Canada's economy to grow in '06
The Canadian economy will likely see just over 3 percent growth in 2006, private-sector economists told Finance Minister Ralph Goodale on Friday.
" The consensus GDP forecast is that Canada's going to have another year of reasonable economic growth, in fact another couple of years ... just a little over 3 percent," Avery Shenfeld, senior economist at CIBC World Markets, told Reuters after a meeting with Goodale.
Other economists at the session said estimates for growth next year ranged between 2.8 percent and 3.1 percent. None would provide the government's working forecast.
"I don't think the risks are symmetrical. There's a much greater risk of the number coming in lower and probably very little probability of it coming in higher than 3.1 percent," said Hodgson, who forecast a C$10 billion ($8.5 billion) federal surplus in the current fiscal year.
" We're going to have growth that's about equal to our long-term potential, which is about 3 percent," said Dale Orr of Global Insight.

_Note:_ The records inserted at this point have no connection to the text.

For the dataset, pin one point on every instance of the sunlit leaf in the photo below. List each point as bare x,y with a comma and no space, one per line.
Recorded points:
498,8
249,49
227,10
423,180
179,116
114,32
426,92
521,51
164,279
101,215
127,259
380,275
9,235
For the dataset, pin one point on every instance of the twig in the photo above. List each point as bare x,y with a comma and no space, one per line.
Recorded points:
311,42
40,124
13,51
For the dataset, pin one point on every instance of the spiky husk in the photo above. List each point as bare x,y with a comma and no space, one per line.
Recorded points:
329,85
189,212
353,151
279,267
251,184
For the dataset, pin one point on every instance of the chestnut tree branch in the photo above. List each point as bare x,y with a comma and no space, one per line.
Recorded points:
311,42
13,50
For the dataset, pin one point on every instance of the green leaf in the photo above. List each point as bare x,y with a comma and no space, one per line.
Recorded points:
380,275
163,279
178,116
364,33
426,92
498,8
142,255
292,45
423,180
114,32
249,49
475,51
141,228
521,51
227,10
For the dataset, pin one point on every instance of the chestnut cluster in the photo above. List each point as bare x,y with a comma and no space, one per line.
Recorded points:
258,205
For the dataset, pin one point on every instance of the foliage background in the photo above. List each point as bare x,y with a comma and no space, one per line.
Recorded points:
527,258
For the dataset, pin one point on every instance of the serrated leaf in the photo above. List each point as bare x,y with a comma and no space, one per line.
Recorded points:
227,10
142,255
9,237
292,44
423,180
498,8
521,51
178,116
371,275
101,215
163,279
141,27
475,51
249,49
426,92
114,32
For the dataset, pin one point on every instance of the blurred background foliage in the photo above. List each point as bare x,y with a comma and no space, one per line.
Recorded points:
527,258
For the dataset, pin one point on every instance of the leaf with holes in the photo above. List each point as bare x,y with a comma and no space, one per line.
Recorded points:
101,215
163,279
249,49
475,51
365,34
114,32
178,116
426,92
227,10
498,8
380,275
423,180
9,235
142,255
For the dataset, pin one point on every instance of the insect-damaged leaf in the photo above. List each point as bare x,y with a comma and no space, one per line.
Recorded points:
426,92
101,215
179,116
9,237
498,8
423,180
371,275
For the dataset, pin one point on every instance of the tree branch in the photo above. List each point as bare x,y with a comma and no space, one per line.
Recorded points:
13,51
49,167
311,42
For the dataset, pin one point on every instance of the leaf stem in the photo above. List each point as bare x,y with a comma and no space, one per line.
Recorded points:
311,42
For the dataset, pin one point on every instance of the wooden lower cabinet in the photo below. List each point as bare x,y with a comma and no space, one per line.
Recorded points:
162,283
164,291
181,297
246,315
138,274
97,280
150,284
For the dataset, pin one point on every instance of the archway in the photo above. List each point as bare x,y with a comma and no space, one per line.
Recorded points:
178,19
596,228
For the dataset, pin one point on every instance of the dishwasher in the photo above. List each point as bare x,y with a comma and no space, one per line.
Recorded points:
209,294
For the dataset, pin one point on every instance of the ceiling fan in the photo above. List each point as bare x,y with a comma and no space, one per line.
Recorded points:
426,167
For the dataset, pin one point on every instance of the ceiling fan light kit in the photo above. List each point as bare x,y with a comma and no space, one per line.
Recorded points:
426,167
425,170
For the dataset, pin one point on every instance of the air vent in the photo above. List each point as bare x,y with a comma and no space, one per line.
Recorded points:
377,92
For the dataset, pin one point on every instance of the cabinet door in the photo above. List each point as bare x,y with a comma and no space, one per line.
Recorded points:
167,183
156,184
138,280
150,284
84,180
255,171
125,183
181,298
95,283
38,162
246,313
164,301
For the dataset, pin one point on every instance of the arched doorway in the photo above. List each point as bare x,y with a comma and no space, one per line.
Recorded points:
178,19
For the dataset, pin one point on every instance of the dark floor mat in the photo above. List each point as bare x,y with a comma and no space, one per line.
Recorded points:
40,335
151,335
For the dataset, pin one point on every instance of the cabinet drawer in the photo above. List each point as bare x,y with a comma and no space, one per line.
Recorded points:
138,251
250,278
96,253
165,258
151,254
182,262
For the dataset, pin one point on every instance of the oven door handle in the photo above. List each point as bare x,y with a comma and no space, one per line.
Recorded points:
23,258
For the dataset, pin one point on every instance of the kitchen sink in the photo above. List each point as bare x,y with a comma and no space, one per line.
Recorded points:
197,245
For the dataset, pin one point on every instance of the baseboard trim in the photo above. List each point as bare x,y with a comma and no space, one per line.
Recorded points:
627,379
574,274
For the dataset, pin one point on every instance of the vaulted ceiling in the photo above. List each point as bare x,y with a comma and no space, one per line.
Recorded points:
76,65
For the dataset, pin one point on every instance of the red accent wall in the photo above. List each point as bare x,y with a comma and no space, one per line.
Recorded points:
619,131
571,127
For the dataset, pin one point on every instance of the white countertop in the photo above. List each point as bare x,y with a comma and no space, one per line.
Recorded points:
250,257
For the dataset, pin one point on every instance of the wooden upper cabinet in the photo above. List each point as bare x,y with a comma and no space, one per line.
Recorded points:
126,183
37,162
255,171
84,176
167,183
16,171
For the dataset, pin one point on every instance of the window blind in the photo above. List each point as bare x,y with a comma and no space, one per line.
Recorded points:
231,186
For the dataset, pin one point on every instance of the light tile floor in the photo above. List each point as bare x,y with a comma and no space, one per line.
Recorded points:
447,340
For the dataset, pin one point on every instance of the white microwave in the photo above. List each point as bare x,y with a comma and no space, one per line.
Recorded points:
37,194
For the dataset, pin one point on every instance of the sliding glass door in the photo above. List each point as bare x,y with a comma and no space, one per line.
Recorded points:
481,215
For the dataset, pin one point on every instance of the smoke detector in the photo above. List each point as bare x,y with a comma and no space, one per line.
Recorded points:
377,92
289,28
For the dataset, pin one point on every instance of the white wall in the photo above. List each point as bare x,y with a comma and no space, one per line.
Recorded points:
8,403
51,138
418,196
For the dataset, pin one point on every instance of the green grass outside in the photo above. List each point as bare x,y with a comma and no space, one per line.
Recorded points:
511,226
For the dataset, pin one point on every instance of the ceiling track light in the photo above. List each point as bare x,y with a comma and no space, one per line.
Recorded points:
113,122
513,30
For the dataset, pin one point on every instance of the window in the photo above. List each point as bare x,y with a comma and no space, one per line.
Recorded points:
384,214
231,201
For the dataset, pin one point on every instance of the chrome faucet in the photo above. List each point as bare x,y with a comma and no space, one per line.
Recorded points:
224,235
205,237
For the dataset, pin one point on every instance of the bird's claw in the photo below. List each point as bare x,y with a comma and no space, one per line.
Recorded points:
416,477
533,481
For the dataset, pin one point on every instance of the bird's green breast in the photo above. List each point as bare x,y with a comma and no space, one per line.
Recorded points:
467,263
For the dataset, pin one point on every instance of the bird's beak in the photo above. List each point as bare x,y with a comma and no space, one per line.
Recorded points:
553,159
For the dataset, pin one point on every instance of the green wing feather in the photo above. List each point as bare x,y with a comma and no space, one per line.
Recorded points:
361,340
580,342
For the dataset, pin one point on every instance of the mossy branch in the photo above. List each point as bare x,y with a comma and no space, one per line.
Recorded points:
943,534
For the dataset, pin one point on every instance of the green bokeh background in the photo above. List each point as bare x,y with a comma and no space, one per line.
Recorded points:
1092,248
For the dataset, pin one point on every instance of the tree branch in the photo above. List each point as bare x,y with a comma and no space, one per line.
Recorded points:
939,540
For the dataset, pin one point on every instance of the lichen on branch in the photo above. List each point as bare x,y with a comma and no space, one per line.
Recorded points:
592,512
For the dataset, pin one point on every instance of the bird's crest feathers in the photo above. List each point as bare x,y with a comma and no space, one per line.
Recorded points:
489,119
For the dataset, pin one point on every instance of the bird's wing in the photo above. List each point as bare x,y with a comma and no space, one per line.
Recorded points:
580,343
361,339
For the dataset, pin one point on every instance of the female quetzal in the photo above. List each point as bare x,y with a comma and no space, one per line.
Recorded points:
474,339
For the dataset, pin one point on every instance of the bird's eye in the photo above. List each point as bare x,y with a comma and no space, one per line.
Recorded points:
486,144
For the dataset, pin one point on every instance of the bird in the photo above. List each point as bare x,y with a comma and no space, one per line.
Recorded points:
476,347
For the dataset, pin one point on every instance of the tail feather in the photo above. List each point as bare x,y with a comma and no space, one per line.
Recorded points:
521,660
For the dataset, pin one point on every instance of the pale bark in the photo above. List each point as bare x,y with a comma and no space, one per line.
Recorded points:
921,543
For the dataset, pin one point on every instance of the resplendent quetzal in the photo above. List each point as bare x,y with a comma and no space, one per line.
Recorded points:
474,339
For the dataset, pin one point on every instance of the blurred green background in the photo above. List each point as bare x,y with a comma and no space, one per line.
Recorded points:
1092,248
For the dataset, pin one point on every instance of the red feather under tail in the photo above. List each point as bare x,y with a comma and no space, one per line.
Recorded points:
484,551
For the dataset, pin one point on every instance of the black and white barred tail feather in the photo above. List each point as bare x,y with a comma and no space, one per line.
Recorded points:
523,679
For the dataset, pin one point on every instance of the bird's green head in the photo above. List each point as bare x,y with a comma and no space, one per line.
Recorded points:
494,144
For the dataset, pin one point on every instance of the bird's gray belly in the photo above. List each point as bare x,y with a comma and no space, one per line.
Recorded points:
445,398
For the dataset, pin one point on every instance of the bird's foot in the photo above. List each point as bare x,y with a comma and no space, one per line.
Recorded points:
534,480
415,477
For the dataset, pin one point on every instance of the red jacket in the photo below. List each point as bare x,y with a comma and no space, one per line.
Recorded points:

Canada is the only member of the Group of Seven rich industrial nations to regularly run budget surpluses. Its latest surplus for 2004-05 was just C$1.6 billion, down from the previous year's C$9.1 billion
The Conference Board of Canada, one of a handful of private sector forecasters used by Ottawa to crunch its revenue data to provide surplus estimates, is forecasting C$10 billion will remain in government coffers by March 31, the end of Ottawa's fiscal year.